Sunday, February 2, 2014

AN OPEN LETTER TO COLIN FIRTH


AN OPEN LETTER TO COLIN FIRTH

Dear Sir,

I must address a situation that has arisen for which you are somewhat responsible.

This particular day is one on which, in America, one finds an extraordinarily gross display of wealth, marketing and sado-masochism on the television. Avoidance of this particular event has become essential to my life.
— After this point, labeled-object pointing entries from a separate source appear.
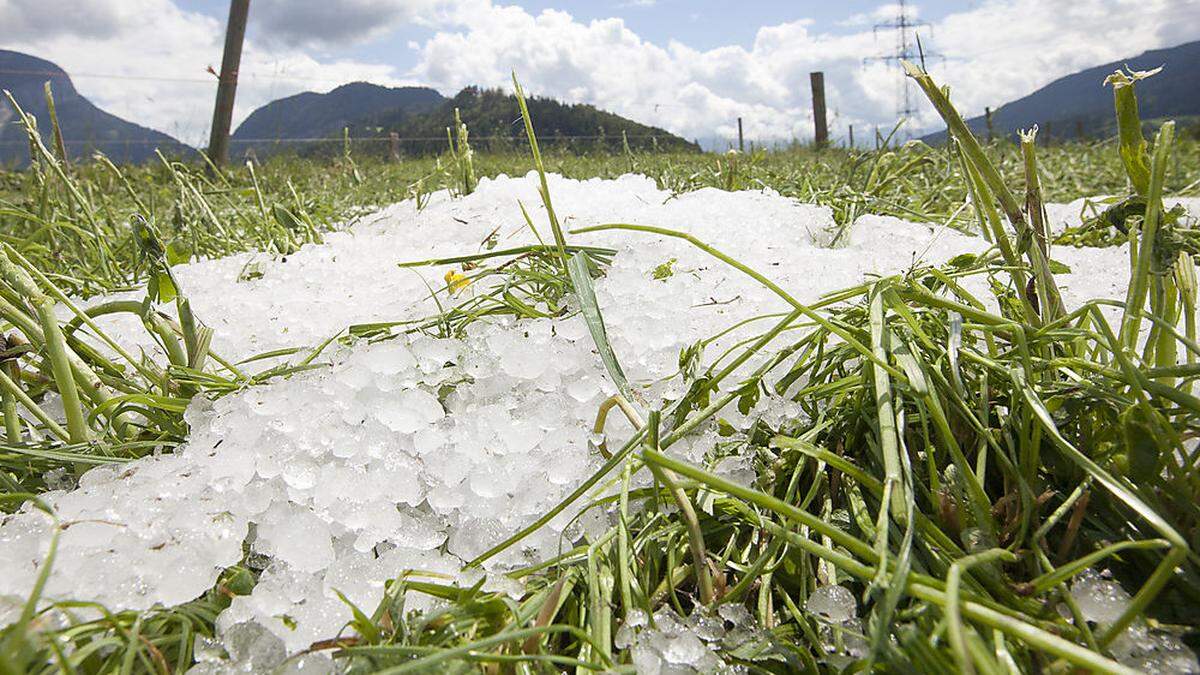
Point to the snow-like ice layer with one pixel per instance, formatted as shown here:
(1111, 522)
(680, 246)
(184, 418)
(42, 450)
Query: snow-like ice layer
(1072, 214)
(418, 453)
(1102, 601)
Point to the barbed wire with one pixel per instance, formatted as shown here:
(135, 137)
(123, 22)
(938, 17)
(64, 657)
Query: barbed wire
(544, 138)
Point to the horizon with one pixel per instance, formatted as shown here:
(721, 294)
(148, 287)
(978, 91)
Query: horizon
(690, 72)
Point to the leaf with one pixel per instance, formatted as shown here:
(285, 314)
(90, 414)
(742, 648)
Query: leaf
(581, 278)
(1145, 432)
(178, 252)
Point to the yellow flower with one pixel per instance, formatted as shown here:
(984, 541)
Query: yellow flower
(456, 281)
Americans, as you probably know, are, for the most part, a selfish, self-involved lot that tend toward violence and buffalo chicken wings.  There are, however, perhaps 150 or so of us who have who have moved away from the two-fisted Budweiser-Dunkin Donuts drinking and profanity to appreciate some finer cultural virtues that do not involve testosterone poisoned individuals slamming their precious bodies against others of similar dimensions.  While the other 350 million of my fellow Americans will be gorging themselves on beer and nachos, I will be at my local, semi-independent cinema.  Several years ago I realized that I had seen, on successive last Sundays in January, one of your films on each of those days.  The years of “A Single Man” and “The King’s Speech” were particularly gratifying.  There was the one year that I had timed my cinema-viewing incorrectly and arrived home at Halftime which required that I find a small television in an upper room and pop in a very well-worn copy of “Love Actually” but I have done better in subsequent years with scheduling.  And there was the year that I chose to go shopping but, really, I’m not a shopper.  I’m a filmgoer.  Hence, that was a wholly unsatisfying year.
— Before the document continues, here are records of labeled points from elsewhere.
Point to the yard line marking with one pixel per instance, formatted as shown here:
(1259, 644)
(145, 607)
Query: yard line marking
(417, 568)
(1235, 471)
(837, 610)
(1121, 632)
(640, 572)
After my viewing of “The King’s Speech” I began to refer to this particularly Sunday in late January/early February (it is late this year, isn’t it?) as “Colin Firth Sunday.”  Many of my friends have picked up the habit, as well.  Your onscreen persona, Sir, is the epitome of the antithesis of, (there is no way around this; I must refer to it as others do) Super Bowl Sunday.  You appear cultured and refined, as most Brits do to us Americans, but you add a tangible sensitivity that is not often found in American film stars. That you are British is essential, too, as the British do not give a fig for what Americans call “football.”   Your films present us with a handsome, articulate (especially as King George) man with depth and tears, a soupcon of the mercurial and a solid dependability. In short, just what my friends and I need when our houses fill with beef chili, braggadocio and thudding helmets. 

This year, however, I find there is not one of your films being screened at a cinema anywhere near my home.  This is a horrifying situation. Must I resort to watching a film with the Other Colin in it?  But, no, I have already seen that film.  And, besides, the Other Colin’s film persona is one of debauchery, not at all adhering to the Rules for Colin Firth Sunday. A friend has suggested that I see “The Wolf of Wall Street” because a trailer for your film XXXX is attached to it. That, too, would not meet the criteria for “Colin Firth Sunday” as Martin Scorsese does not understand the female psyche in the least and would defeat my purpose in being absorbed by intelligence, culture and Earl Grey Tea. 

I realize that you are not strictly in control of when your films are released but you are a powerful individual in your chosen field and you must, I am certain, wield some authority in this regard.  I am imploring you, from the depths of my Earl Grey-drinking, Downton Abbey-watching, “Pride & Prejudice”-reading soul, please find it in your power to make certain your devoted contingent of “Colin Firth Sunday” advocates have something in at the cinema to see next year on this date.   Our very sub-culture depends upon it.